The trauma continued through the Flu of 1918 and the scourge of
tuberculosis. When treaties were made it was thought that Native people
were going to vanish, but no. We are still here.
Also:
Unhealthy anticipatory grief is really anxiety, and that’s the
feeling you’re talking about. Our mind begins to show us images. My
parents getting sick. We see the worst scenarios. That’s our minds being
protective. Our goal is not to ignore those images or to try to make
them go away — your mind won’t let you do that and it can be painful to
try and force it. The goal is to find balance in the things you’re thinking.
If you feel the worst image taking shape, make yourself think of the
best image. We all get a little sick and the world continues. Not
everyone I love dies. Maybe no one does because we’re all taking the
right steps. Neither scenario should be ignored but neither should
dominate either.
Anticipatory grief is the mind going to the future and imagining the worst. To calm yourself, you want to come into the present. (. . .)

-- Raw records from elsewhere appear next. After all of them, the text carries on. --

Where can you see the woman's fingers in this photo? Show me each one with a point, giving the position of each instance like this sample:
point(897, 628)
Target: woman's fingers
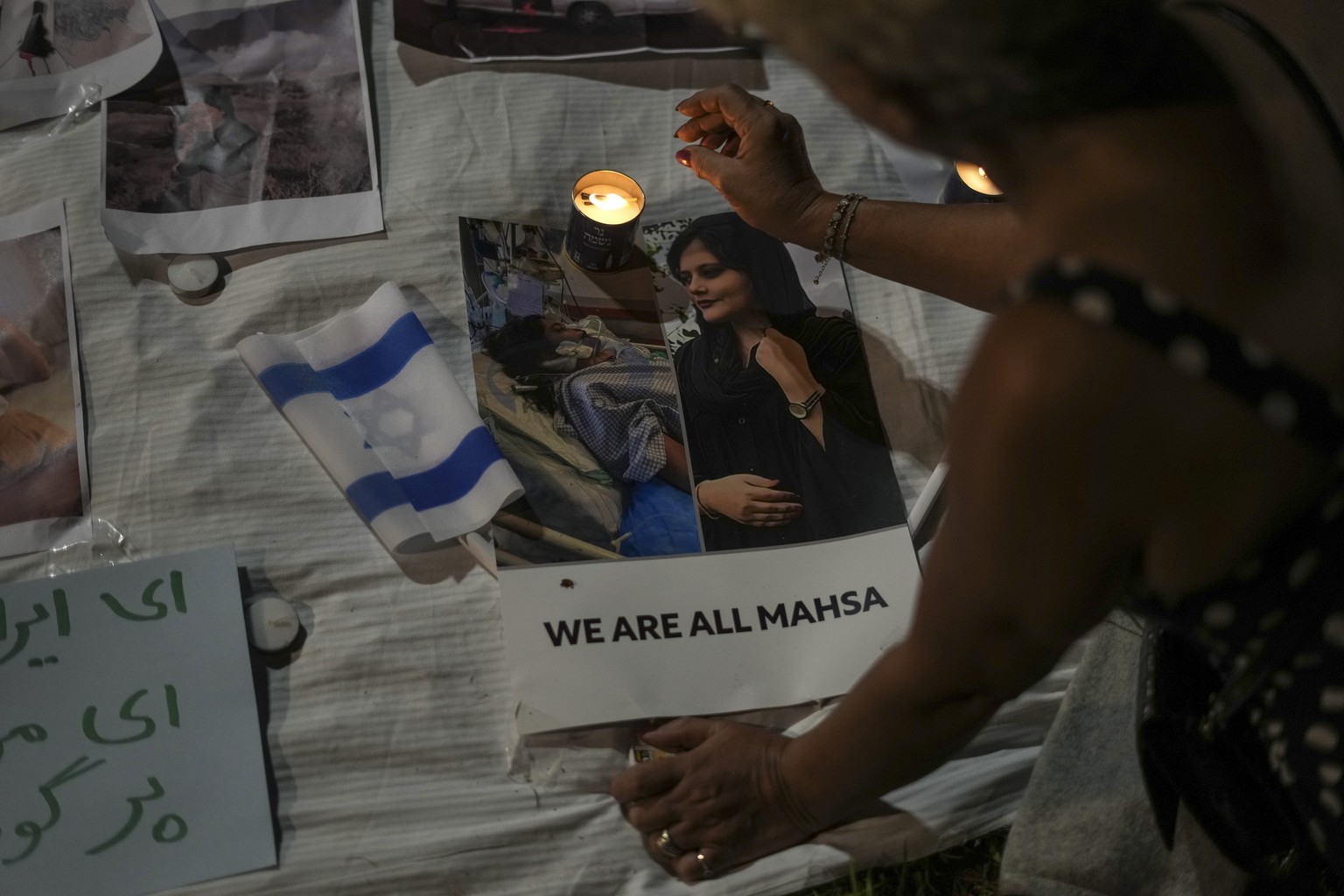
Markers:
point(642, 780)
point(730, 101)
point(701, 127)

You can name five things in the room. There’s a computer, a chair, a
picture of the dog, an old rug, and a coffee mug. It’s that simple.
Breathe. Realize that in the present moment, nothing you’ve anticipated
has happened. In this moment, you’re okay. You have food. You are not
sick. Use your senses and think about what they feel. The desk is hard.
The blanket is soft. I can feel the breath coming into my nose. This
really will work to dampen some of that pain.
You can also think about how to let go of what you can’t control.
What your neighbor is doing is out of your control. What is in your
control is staying six feet away from them and washing your hands. Focus
on that.
Finally, it’s a good time to stock up on compassion.
Everyone will have different levels of fear and grief and it manifests
in different ways. (. . .) be patient. Think about who someone usually is and not who they seem to be in this moment.